Cuando nací y la enfermera depositó sobre el cuerpo de mi madre el mío todavía humedecido y manchado a consecuencia del viaje todo parecía normal, fuera, el nordeste de mi cantábrico azotaba con fuerza las últimas luces del invierno y el olor a salitre recorría e impregnaba las calles hasta desvanecerse a medida que se alejaba del mar.
Aún recuerdo aquella primera inhalación de aquel aire húmedo y denso entrando garganta abajo e inundando lenta y totalmente cada rincón de mis pulmones todavía tiernos.
Ya en casa, mi infancia fue como la de cualquier niño normal, mis primeros años se sucedieron al amparo de mis padres y en el calor del hogar.
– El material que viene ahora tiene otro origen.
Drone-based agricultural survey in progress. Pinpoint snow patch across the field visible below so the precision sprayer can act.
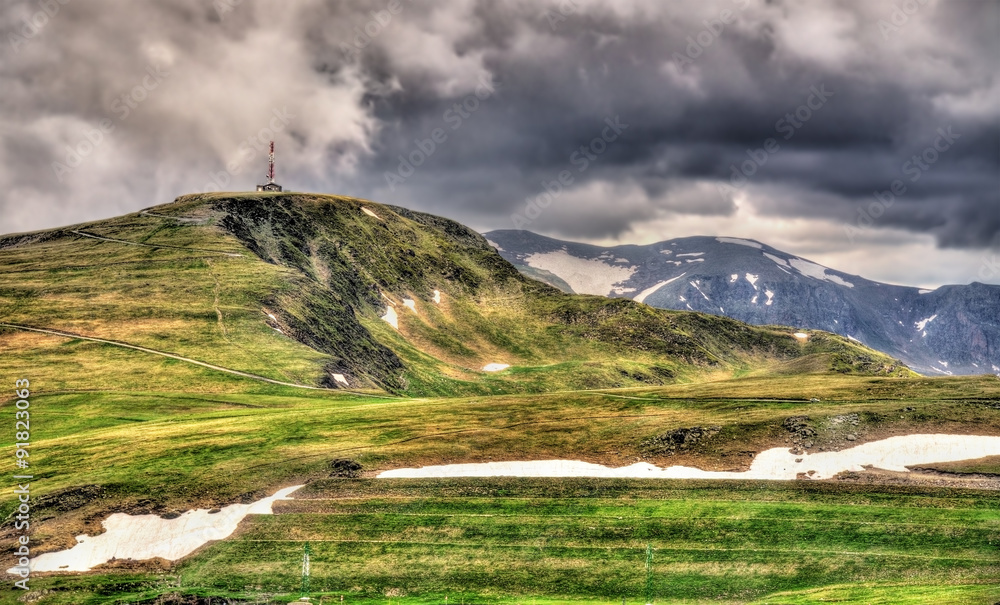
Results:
[381,307,399,330]
[764,252,788,267]
[788,258,854,288]
[24,485,302,573]
[632,273,687,302]
[688,281,712,300]
[378,435,1000,478]
[715,237,763,248]
[525,250,637,296]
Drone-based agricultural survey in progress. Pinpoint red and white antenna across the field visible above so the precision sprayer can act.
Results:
[267,141,274,183]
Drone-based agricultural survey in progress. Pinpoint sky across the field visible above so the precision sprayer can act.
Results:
[0,0,1000,287]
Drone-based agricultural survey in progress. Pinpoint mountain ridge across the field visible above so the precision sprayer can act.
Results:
[0,192,909,396]
[485,230,1000,375]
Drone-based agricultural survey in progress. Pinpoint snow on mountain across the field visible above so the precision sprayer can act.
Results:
[486,230,1000,375]
[524,246,636,296]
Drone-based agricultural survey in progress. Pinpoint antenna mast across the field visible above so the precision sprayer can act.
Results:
[267,141,274,183]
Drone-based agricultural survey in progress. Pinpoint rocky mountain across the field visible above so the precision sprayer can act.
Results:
[486,230,1000,375]
[0,193,910,395]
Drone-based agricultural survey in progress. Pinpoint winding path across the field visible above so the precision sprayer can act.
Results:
[70,230,243,258]
[0,322,328,395]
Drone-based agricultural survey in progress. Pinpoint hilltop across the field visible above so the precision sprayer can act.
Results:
[0,193,909,395]
[486,230,1000,376]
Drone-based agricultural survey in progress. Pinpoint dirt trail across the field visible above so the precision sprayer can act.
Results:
[70,230,243,258]
[0,323,322,395]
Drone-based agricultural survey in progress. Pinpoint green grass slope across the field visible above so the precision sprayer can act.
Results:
[0,193,908,395]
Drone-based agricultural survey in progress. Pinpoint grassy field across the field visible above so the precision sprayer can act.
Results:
[13,479,1000,604]
[0,376,1000,604]
[0,195,1000,605]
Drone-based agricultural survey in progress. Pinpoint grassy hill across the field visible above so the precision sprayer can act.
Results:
[7,194,1000,605]
[0,193,908,395]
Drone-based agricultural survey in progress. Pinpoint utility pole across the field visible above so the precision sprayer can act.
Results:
[302,542,309,597]
[646,544,653,605]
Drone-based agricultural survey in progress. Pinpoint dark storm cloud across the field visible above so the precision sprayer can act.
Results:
[0,0,1000,260]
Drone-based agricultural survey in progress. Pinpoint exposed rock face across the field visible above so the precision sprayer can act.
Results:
[639,426,722,455]
[486,230,1000,376]
[330,458,361,479]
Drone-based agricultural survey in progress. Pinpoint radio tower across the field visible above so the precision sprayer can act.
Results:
[267,141,274,183]
[257,141,281,191]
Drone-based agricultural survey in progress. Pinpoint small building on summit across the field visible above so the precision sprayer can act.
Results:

Cumplido el segundo año mi madre observo con cierta preocupación disimulada como mi piel se resecaba en exceso e incluso en ocasiones parecía querer agrietarse, comenzó así un periplo de especialistas, dermatólogos y cremas que no solo no supieron diagnosticar ni dar remedio, sino que además se quedaban boquiabiertos viendo como tan solo un simple baño, un simple baño de agua limpia y fría suavizaba mi piel y la dejaba suave y tersa durante horas.
Pronto la necesidad de agua se hizo tan importante que mis baños ocuparon gran parte de mis días y los periodos secos suponían un suplicio difícil de sobrellevar.
Paso el tiempo, y los días se hicieron meses, los meses años, y el problema, lejos de solucionarse agravó.
Cuando tuve edad suficiente salía de mi casa temprano, bajaba hasta la playa y me zambullía en el agua durante horas, mi madre, observaba desde la barandilla del paseo marítimo la escena y permanecía allí día tras día hasta el final de mis baños.
Un día, el baño se alargó y cuando salí del agua, ya de noche la luz de la luna se reflejaba en mi piel que brillaba de una manera inusitada, mi madre me envolvió en una toalla y juntos recorrimos los escasos cien metros que separaban mi casa del agua.
Esa noche cené y tras la cena, llene de agua la bañera y sumergí en ella mi cuerpo desnudo, no era la primera vez que durante la noche sentía la imperiosa necesidad de tomar un baño, pero aquella noche el baño duro hasta bien entrado el alba.
Cuando abrí los ojos, sentada frente a mí en el suelo del baño pude ver a mi madre que me miraba con los ojos inundados en lágrimas, me miro y sonrío, yo me levante, la tome de la mano y juntos nos dirigimos al mar, mi piel se había endurecido y se había tornado de un color gris con reflejos de plata.
Bajamos juntos las escaleras que separaban el paseo de la arena y caminamos hacia el agua. La arena blanda y húmeda dibujaba nuestras huellas tras nuestros pies hasta el límite con el agua, nos paramos y miramos al frente donde mar y cielo se confunden en un horizonte azul, me gire y en los ojos de mi madre pude ver aquel agua que era mi vida y que reflejaba difuminado el reflejo de mi propio ser, ella beso su mano y con ella tapo mi boca, luego me dejo ir, yo, solo sé que nadé, nadé y nadé hasta convertirme en PEZ.